Doug Williams - still the only African-American QB to win the NFL championship - talked then about how he was pulling for the Eagles' Donovan McNabb, at a Super Bowl week meeting of The Field Generals, a group Williams founded to preserve the legacy of early black quarterbacks. That week, McNabb recalled being 11 years old and watching Williams win with the Redskins, McNabb realizing then that he, too, could quarterback a Super Bowl team, he said.
This Sunday, Russell Wilson, the great-great grandson of a slave, will quarterback the Seahawks in Super Bowl XLVIII, and nobody much cares, it seems, or notices.
"It will be known, if he wins," McNabb predicted yesterday from his NBC Sports seat along radio row in the Super Bowl media center.
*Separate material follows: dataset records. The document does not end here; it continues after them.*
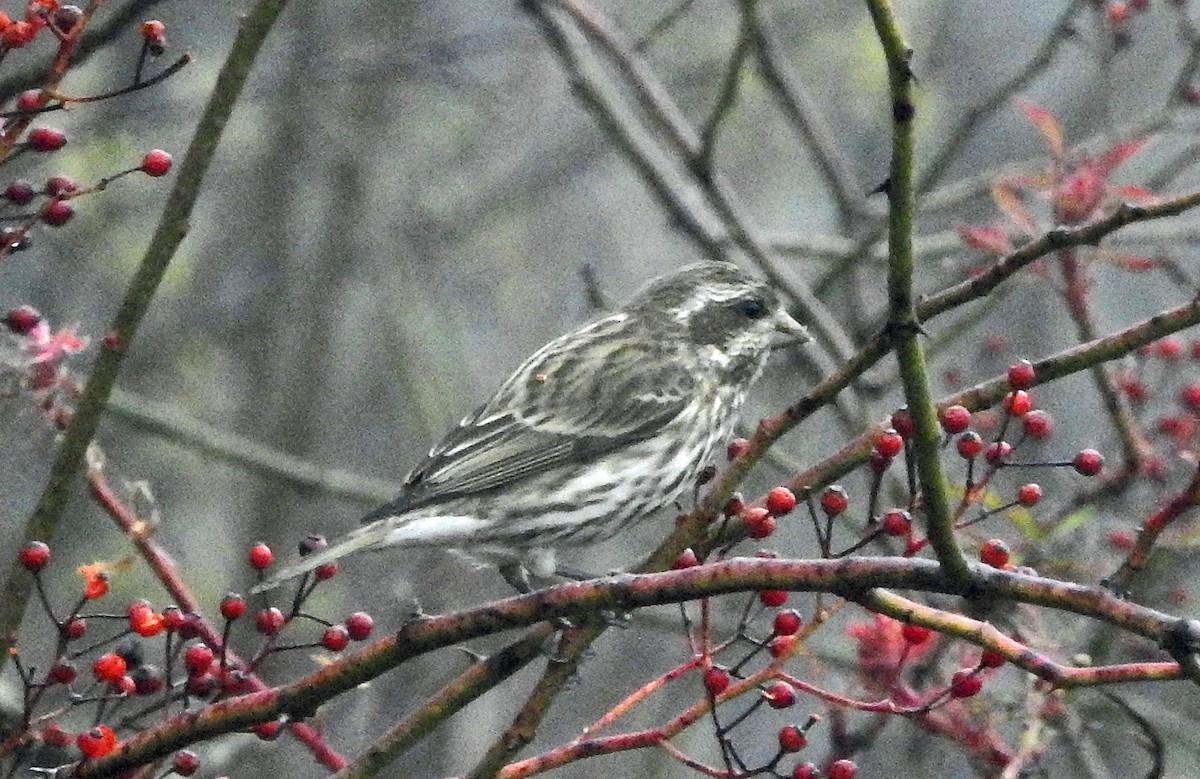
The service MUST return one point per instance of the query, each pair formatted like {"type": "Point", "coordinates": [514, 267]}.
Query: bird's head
{"type": "Point", "coordinates": [729, 317]}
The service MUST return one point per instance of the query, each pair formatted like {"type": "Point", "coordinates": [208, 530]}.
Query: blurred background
{"type": "Point", "coordinates": [409, 201]}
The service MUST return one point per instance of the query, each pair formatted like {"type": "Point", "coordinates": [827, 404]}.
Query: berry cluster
{"type": "Point", "coordinates": [192, 658]}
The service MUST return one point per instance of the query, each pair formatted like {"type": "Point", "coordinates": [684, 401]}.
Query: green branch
{"type": "Point", "coordinates": [173, 226]}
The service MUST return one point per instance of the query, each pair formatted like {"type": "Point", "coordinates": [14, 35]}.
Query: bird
{"type": "Point", "coordinates": [599, 429]}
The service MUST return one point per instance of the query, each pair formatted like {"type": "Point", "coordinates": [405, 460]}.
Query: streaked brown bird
{"type": "Point", "coordinates": [599, 429]}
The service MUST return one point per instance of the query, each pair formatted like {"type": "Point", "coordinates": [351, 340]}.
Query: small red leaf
{"type": "Point", "coordinates": [1047, 124]}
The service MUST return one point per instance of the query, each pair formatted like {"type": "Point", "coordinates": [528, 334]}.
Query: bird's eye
{"type": "Point", "coordinates": [753, 307]}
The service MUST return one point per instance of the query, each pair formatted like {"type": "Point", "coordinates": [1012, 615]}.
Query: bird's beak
{"type": "Point", "coordinates": [791, 331]}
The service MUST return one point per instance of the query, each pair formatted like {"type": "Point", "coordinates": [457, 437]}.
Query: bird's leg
{"type": "Point", "coordinates": [519, 579]}
{"type": "Point", "coordinates": [517, 576]}
{"type": "Point", "coordinates": [706, 474]}
{"type": "Point", "coordinates": [611, 618]}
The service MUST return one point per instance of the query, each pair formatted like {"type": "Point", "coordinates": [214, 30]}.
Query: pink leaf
{"type": "Point", "coordinates": [1047, 124]}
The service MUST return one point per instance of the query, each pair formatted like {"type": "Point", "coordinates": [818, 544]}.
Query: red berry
{"type": "Point", "coordinates": [834, 499]}
{"type": "Point", "coordinates": [1018, 402]}
{"type": "Point", "coordinates": [773, 598]}
{"type": "Point", "coordinates": [897, 522]}
{"type": "Point", "coordinates": [185, 762]}
{"type": "Point", "coordinates": [17, 35]}
{"type": "Point", "coordinates": [779, 695]}
{"type": "Point", "coordinates": [787, 622]}
{"type": "Point", "coordinates": [29, 100]}
{"type": "Point", "coordinates": [147, 622]}
{"type": "Point", "coordinates": [759, 522]}
{"type": "Point", "coordinates": [991, 659]}
{"type": "Point", "coordinates": [156, 163]}
{"type": "Point", "coordinates": [96, 742]}
{"type": "Point", "coordinates": [75, 628]}
{"type": "Point", "coordinates": [687, 559]}
{"type": "Point", "coordinates": [916, 634]}
{"type": "Point", "coordinates": [259, 556]}
{"type": "Point", "coordinates": [335, 639]}
{"type": "Point", "coordinates": [965, 683]}
{"type": "Point", "coordinates": [233, 606]}
{"type": "Point", "coordinates": [994, 552]}
{"type": "Point", "coordinates": [1020, 375]}
{"type": "Point", "coordinates": [58, 213]}
{"type": "Point", "coordinates": [997, 453]}
{"type": "Point", "coordinates": [46, 139]}
{"type": "Point", "coordinates": [359, 624]}
{"type": "Point", "coordinates": [269, 621]}
{"type": "Point", "coordinates": [954, 419]}
{"type": "Point", "coordinates": [737, 448]}
{"type": "Point", "coordinates": [108, 666]}
{"type": "Point", "coordinates": [792, 738]}
{"type": "Point", "coordinates": [34, 556]}
{"type": "Point", "coordinates": [779, 646]}
{"type": "Point", "coordinates": [715, 681]}
{"type": "Point", "coordinates": [66, 17]}
{"type": "Point", "coordinates": [19, 192]}
{"type": "Point", "coordinates": [1089, 462]}
{"type": "Point", "coordinates": [198, 658]}
{"type": "Point", "coordinates": [780, 501]}
{"type": "Point", "coordinates": [889, 443]}
{"type": "Point", "coordinates": [154, 30]}
{"type": "Point", "coordinates": [1037, 424]}
{"type": "Point", "coordinates": [22, 321]}
{"type": "Point", "coordinates": [1191, 396]}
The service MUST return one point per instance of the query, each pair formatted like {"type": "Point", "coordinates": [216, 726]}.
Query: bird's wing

McNabb said he spoke with Wilson about that very fact a few days ago, but McNabb agreed the matter is not as relevant to society as a whole as it was in 2005, or in 2000 when the late Steve McNair quarterbacked the Tennessee Titans to the brink of Super Bowl XXXIV victory, and certainly not as relevant as in 1988, when Williams made history.
It does matter to Wilson, the Seahawks' second-year QB said yesterday.
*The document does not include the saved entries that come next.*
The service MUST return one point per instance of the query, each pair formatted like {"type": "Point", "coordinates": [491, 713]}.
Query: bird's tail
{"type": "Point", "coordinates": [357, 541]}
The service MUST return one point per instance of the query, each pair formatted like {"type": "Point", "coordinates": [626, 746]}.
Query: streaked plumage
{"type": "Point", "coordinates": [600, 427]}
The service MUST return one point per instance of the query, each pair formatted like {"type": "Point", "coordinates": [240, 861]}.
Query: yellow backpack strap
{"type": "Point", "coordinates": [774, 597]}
"I don't know if people notice it as much anymore or not. It is something that's real, though," said Wilson, who also is of Native American ancestry. "
I used to hear so many stories from my grandfather - my grandfather was president of [historically black] Norfolk State for a long time, which was rare. My dad graduated from Dartmouth, went to [University of Virginia] law school, graduated as president of his class. During those times, being African-American, that was hard to do. That was rare.
"It's becoming less rare to be an African-American quarterback in the National Football League, which is changing the game in a way, which is awesome. I want to be one of the African-American quarterbacks to win. That's a real thing, that's a good thing - to let different ethnicities know that it doesn't matter what you look like, as long as you believe in yourself and put the work in, most of all, and take advantage of your opportunity."
Black excellence. I salute my nikka Russell Wilson.